Does a ninth planet exist in our solar system after Pluto, the dward planet we just recently successfully flew past and snapped pictures of with NASA's New Horizons spacecraft?
Scientists now believe they’ve found a planet out there that takes anywhere from 10,000 to 20,000 Earth years to orbit the Sun just one time. The planet, which at this time is being called “Planet Nine,” is an icy world that is approximately 10 times heavier than that of Earth and is 20 times further from the Sun than Neptune is.
Although the planet hasn’t yet been imaged or seen, researchers Konstantin Batygin and Mike Brown estimate the planet is out there somewhere based on mathematical modeling and computer simulations.
Scientists had long thought that there must have been something out there giving Pluto and several other dwarf planets such a strange orbit around the Sun, and this new larger planet is probably the missing key to that phenomenon.

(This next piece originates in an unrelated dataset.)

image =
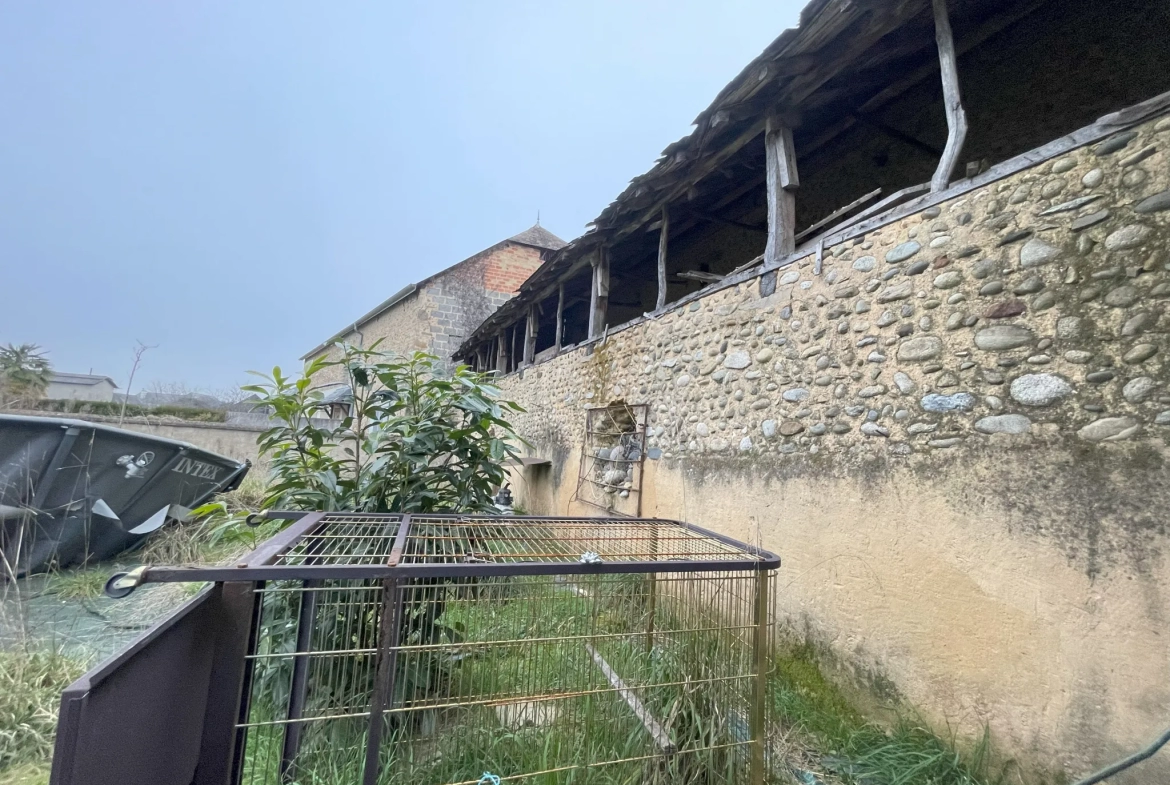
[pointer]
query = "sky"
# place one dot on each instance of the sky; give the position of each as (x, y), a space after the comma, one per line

There are six dwarf planets known to have a very odd elliptical orbit around the Sun that are tilted about 30º away from that of other planets in our solar system, and this isn’t something that we can expect to see naturally without some other kind of force acting upon them.

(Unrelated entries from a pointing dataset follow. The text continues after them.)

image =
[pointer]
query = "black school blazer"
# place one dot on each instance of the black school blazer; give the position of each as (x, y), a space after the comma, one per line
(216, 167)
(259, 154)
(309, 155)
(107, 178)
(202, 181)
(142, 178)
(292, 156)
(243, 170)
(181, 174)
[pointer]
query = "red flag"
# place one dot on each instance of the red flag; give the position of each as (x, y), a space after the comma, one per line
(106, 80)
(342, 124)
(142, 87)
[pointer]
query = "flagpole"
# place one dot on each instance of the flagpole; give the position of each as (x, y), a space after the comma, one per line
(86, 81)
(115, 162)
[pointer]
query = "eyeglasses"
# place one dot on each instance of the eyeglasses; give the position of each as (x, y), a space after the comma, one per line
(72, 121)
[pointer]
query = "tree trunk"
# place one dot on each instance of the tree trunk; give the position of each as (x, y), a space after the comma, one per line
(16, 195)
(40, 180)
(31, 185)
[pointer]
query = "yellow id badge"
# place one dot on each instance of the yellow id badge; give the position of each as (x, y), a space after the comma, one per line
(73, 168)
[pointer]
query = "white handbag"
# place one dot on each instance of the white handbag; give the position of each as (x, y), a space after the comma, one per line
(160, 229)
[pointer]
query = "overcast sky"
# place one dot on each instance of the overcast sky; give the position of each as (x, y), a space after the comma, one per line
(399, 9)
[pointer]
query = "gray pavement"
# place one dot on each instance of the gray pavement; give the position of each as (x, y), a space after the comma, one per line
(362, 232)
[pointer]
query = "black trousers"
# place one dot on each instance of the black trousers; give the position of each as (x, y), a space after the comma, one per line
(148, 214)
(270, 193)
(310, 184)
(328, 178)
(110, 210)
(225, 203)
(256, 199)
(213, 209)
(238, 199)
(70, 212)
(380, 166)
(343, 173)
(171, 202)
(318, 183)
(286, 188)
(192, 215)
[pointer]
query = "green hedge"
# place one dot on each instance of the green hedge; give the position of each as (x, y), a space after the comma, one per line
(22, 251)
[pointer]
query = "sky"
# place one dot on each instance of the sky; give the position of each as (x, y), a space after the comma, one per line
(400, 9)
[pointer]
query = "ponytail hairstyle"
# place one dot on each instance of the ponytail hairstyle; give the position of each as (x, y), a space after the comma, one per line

"Although we were initially quite skeptical that this planet could exist, as we continued to investigate its orbit and what it would mean for the outer solar system, we become increasingly convinced that it is out there," says Batygin, an assistant professor of planetary science. "For the first time in over 150 years, there is solid evidence that the solar system's planetary census is incomplete."
If these findings are true, then this would be the first time since ancient times that a new planetary body has been discovered. Unlike Pluto and the other dwarf planets in our solar system, Planet Nine is actually expected to be large enough to fill the shoes of a full-blown planet.